Alternative processes as media critique (f295 cont’d)
from Situations Seen from a Considerable Distance © Jerry Spagnoli
While the focus of the f295 symposium was on the relationship between techniques and execution, there was also a powerful thread of critique in much of the work that was presented. The alternative and adaptive photographic methods around which the symposium is organized are alternatives to and adaptations of what have come to be conventional consumer, scientific, and journalistic photographic processes. Speakers Robert Hirsch, Jill Enfield, and Jerry Spagnoli all have produced work that speak to the limitations of media conventions, and suggest that there are risks and consequences to accepting conventional media language at face value. By no means was it the only or the most central common thread at the symposium, but I thought it would be interesting to photojournalists and documentary photographers, especially those who do not work with alternative processes.
Robert Hirsch has produced an installation piece, World In A Jar: War and Trauma , that isolates and decontextualizes images of violence and suffering that surround us, combining photojournalistic images (iconic pictures by Eddie Adams and James Nachtwey are here) with ones from popular culture (publicity still from Pulp Fiction). The pictures are printed twice and mounted back to back, then installed inside glass jars which are then stacked in groups. The pictures are thus recontextualized and meant to raise questions by speaking to one another.

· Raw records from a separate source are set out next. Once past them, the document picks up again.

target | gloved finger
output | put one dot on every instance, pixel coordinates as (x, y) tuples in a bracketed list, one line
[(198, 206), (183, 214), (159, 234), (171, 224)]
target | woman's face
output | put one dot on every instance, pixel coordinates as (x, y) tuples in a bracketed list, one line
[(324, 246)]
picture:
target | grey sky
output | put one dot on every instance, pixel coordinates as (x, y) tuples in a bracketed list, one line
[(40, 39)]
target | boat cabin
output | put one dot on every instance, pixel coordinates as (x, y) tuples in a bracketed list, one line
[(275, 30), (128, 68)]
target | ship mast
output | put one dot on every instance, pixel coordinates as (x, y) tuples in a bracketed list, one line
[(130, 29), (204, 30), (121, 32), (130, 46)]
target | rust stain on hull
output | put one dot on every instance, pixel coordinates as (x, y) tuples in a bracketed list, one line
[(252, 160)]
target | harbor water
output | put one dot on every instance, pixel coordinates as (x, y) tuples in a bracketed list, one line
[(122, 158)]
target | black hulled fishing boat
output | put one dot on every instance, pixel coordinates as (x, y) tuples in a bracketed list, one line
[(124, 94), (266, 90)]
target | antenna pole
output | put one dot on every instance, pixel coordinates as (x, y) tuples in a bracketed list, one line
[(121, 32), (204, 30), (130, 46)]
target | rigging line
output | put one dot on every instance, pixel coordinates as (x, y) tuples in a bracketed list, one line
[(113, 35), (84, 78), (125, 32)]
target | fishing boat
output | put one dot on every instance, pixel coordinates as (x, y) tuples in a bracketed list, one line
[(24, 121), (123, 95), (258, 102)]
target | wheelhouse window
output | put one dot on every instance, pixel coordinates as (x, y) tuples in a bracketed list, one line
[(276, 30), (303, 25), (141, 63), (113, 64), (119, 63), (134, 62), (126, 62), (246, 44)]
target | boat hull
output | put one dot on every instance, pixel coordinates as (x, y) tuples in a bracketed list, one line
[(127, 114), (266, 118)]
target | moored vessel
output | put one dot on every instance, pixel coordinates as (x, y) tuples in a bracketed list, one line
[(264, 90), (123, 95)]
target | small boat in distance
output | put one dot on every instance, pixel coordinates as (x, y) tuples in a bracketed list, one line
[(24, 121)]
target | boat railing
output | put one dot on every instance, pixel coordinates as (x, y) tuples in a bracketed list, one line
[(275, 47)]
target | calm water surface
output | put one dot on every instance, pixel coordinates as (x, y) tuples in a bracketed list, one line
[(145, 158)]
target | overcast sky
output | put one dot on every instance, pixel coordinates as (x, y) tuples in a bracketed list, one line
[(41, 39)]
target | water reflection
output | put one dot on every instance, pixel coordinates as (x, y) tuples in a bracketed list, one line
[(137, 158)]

World in a Jar: War and Trauma © Robert Hirsch
Hirsch has written a lot about photography , and it’s fascinating to see how he has chosen to realize those ideas in a piece. The work is, in his words, a meditation on loss, tragedy, religion, and the nature of evil; Hirsch states that this work is a response to his own questions about the nature of evil that began when he watched the Eichmann trial on television with his family as a boy. It’s also interesting as an example of a kind of stream of consciousness edited group of pictures (not unlike the Tim Barber show at New York Photo Festival) in which the selection of images is necessarily significant, but the specific arrangement is not, and in which the seeming arbitrariness and sheer volume of pictures is part of the argument that is made: the pictures matter but that they are meant to be considered here not as individual pieces but as part of a large and flexible whole.
Where Robert Hirsch works with well-known found images, Jerry Spagnoli has produced several series of pictures using various techniques that question what a photographic document is supposed to look like, and what the world is that it is meant to describe. Jerry Spagnoli’s work includes daguerrotype street scenes, grainy images made from blowing up tiny fractions of negatives (using an enlarger elevated to 12 feet), “photomicrographs” in which he places negatives under a microscope in order to further enlarge them. In these latter two projects, he’s interested in the degree to which he can break down an image and still have it be legible, thereby questioning the reliability of the image as a document. One image that stands out is of police observing an anti-war rally from a San Francisco rooftop. The picture is evidence that someone was there but the only reliable information is the photographer’s statement and the posture, which speaks volumes. The daguerrotypes, he notes, allows for a powerfully vibrant experience of seeing a scene “captured” even as the technology heavily circumscribes what’s possible at all, as “an extraordinarily limited medium for describing the world” but one on which we have no less relied on for documentary information about the past.
from Pantheon series © Jerry Spagnoli
Spagnoli’s most interesting work may be his Pantheon (made with a pinhole camera) and Local Stories projects. All of the images in these projects- wide tableau of city scenes, gatherings, or landscapes- feature the sun in the center, the exposures reconciled with photoshop. The projects are inspired by a classical theory that the sun is not an object in the sky but actually a hole in a protective dome that shields us from a great light outside. If the sun is an aperture, then the world is a camera, and we are projections of some reality “out there”. It’s a fanciful idea that informs a group of pictures that are humanistic and comforting. These pictures have the opposite effect of his other projects, which produce a sense of distance; I want these pictures to be reliable.
Jill Enfield’s series of portraits of immigrants in New York came about after thinking about her own family’s experience of immigration as Jews fleeing Germany in 1939, in relation to the ways in which immigration and immigrants have been portrayed in news media since 9/11. Her portraits, all shot in her apartment on wet collodion, require the subject to sit still for 45-60 seconds. That period of silence and immobility, says Enfield, allows something to come through. By using the collodion process, Enfield seeks to access something not available to conventional photography, and produces an image that in its formal qualities is more forceful in its demand on the viewer to consider what the portrait reveals.
Leo Hsu
Robert © Jill Enfield
For those interested in alternative and adaptive processes, this is a good week to visit Pittsburgh:
Work by f295 presenters and others is on display at 707 Penn Gallery, Pittsburgh PA through 5 July 2008.
Robert Hirsch’s World In A Jar is on display at Pittsburgh Filmmakers to 6 June 2008.
Alternative Focus , featuring the work of Jessica Ferguson and Tom Persinger, is on display at Silver Eye Gallery, Pittsburgh to 14 June.